I can't believe no one has asked this........are you wanting to shoot in a "Fixed Sight" class or the "Open" class? You need to get some rules that your local 3D league uses and decide exactly which class you're going to shoot in, THEN we can go over which sight!!

I use a Spot Hogg Real Deal Wrapped 5 pins for the BHFS (Bow Hunter Fixed Sight) class and would use a single pin slider of some type if I was shooting BHO (Bow Hunter Open) class.........


----------



## Shulion (Dec 27, 2008)

Hunter fixed sight (pin) class.




09Dreamseason said:


> I can't believe no one has asked this........are you wanting to shoot in a "Fixed Sight" class or the "Open" class?
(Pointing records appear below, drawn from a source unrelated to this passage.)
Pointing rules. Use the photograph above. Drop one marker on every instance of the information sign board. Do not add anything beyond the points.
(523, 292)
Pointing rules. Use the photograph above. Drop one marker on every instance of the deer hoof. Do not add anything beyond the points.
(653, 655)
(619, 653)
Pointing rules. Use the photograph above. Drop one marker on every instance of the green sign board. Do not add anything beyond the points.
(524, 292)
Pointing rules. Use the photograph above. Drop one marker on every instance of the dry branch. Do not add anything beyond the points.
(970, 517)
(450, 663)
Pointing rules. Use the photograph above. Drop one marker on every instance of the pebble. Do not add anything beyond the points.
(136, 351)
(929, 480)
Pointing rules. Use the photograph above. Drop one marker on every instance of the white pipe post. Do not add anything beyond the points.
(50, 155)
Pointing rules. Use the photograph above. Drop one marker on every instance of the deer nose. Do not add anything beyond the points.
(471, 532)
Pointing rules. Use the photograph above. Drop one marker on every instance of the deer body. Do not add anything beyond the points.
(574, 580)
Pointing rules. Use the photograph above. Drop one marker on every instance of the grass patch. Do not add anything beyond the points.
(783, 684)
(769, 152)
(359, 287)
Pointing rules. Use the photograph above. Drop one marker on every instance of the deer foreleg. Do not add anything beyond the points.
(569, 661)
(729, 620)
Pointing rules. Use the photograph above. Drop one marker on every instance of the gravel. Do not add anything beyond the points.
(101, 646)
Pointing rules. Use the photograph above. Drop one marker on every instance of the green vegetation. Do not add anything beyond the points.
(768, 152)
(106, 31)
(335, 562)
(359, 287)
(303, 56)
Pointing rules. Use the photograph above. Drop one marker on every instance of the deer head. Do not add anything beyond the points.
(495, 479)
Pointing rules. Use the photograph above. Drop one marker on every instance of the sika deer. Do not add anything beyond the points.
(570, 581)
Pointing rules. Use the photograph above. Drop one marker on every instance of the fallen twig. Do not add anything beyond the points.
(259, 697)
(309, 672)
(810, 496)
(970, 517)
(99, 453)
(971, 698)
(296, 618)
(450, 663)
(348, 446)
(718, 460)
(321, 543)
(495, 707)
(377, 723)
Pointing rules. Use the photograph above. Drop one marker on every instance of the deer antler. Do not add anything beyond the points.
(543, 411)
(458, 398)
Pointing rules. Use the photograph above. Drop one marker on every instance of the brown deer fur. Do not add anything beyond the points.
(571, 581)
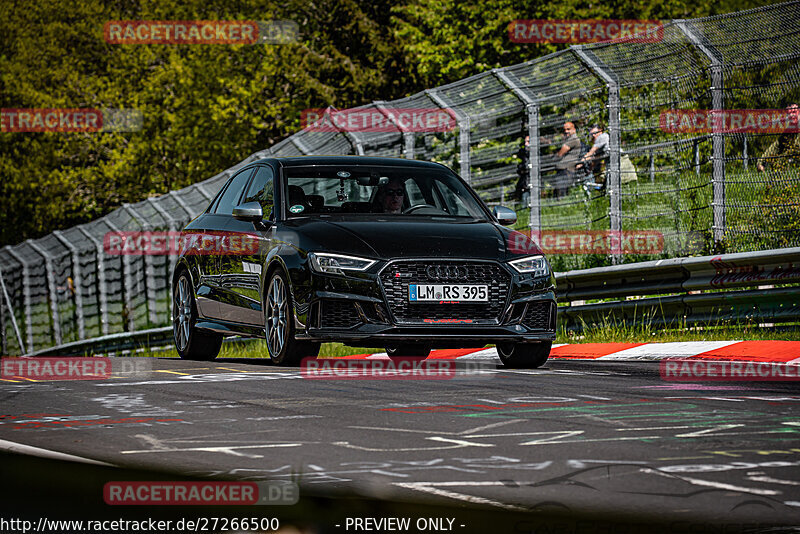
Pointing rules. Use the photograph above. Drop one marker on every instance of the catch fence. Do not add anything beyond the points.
(703, 191)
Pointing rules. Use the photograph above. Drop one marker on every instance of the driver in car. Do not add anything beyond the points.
(390, 196)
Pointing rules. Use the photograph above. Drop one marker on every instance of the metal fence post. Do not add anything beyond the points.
(149, 270)
(408, 136)
(13, 319)
(172, 254)
(534, 180)
(697, 158)
(51, 289)
(744, 153)
(102, 289)
(77, 282)
(652, 167)
(696, 37)
(127, 296)
(26, 297)
(613, 178)
(463, 132)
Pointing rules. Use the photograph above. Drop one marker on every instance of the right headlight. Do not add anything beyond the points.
(535, 265)
(337, 263)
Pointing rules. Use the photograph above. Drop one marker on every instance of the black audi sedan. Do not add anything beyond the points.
(365, 251)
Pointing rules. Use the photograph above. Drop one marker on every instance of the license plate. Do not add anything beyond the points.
(448, 292)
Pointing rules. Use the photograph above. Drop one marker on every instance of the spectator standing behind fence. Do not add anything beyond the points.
(566, 160)
(594, 161)
(785, 150)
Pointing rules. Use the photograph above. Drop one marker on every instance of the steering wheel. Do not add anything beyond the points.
(415, 207)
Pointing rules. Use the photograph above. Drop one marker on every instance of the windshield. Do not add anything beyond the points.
(343, 189)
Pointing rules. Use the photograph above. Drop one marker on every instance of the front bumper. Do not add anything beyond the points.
(355, 310)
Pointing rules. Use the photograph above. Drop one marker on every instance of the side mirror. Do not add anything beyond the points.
(504, 215)
(249, 211)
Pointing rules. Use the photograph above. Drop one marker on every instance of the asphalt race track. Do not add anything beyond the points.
(574, 439)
You need to get some rules that your local 3D league uses and decide exactly which class you're going to shoot in, THEN we can go over which sight!!
> 
> I use a Spot Hogg Real Deal Wrapped 5 pins for the BHFS (Bow Hunter Fixed Sight) class and would use a single pin slider of some type if I was shooting BHO (Bow Hunter Open) class.........


----------



## caskins269 (Jul 31, 2008)

I shoot the armortech sight in .010 pins. In my opinion, that is the only sight to use in the hunter class. Just remember to order the sight without the yellow and red pins. They don't show up well on the targets. I recently had blue .010s installed, I can't wait to try them out next year. If you have any questions, feel free to pm me.


----------



## ohiobullseye (Feb 6, 2011)

I love my viper predator micro tune sight with .10 pins


----------



## Okie101 (Nov 1, 2009)

Sword Apex 3rd plane.....with .019 pins


----------



## tinitim (Aug 26, 2005)

Spot Hogg hogg it


----------



## littlejohn78 (Mar 1, 2010)

*Sure loc*

I had a destroyer 350 now shoot an Invasion rally if you are shooting hunter class you need 1 pin with that bow and I like my sureloc lethal weapon I fell it has the best too offer as far as pin brightness and it uses the razor style pins. Also have a viper I like the sureloc way better the axcel was my second choice so it sounds like you know a good sight when you see it. Good Luck


----------



## Praeger (Jan 7, 2011)

> Sword Apex 3rd plane.....with .019 pins


+1 for Sword.
Just bought one w/6th pin direct from Sword. All the other sights mentioned are very good. I'd recommend checking the Sword line, superb fit, finish, and well engineered.


----------



## csteinberg (Oct 18, 2005)

sword apex, simple, tough and ease of adjustment


----------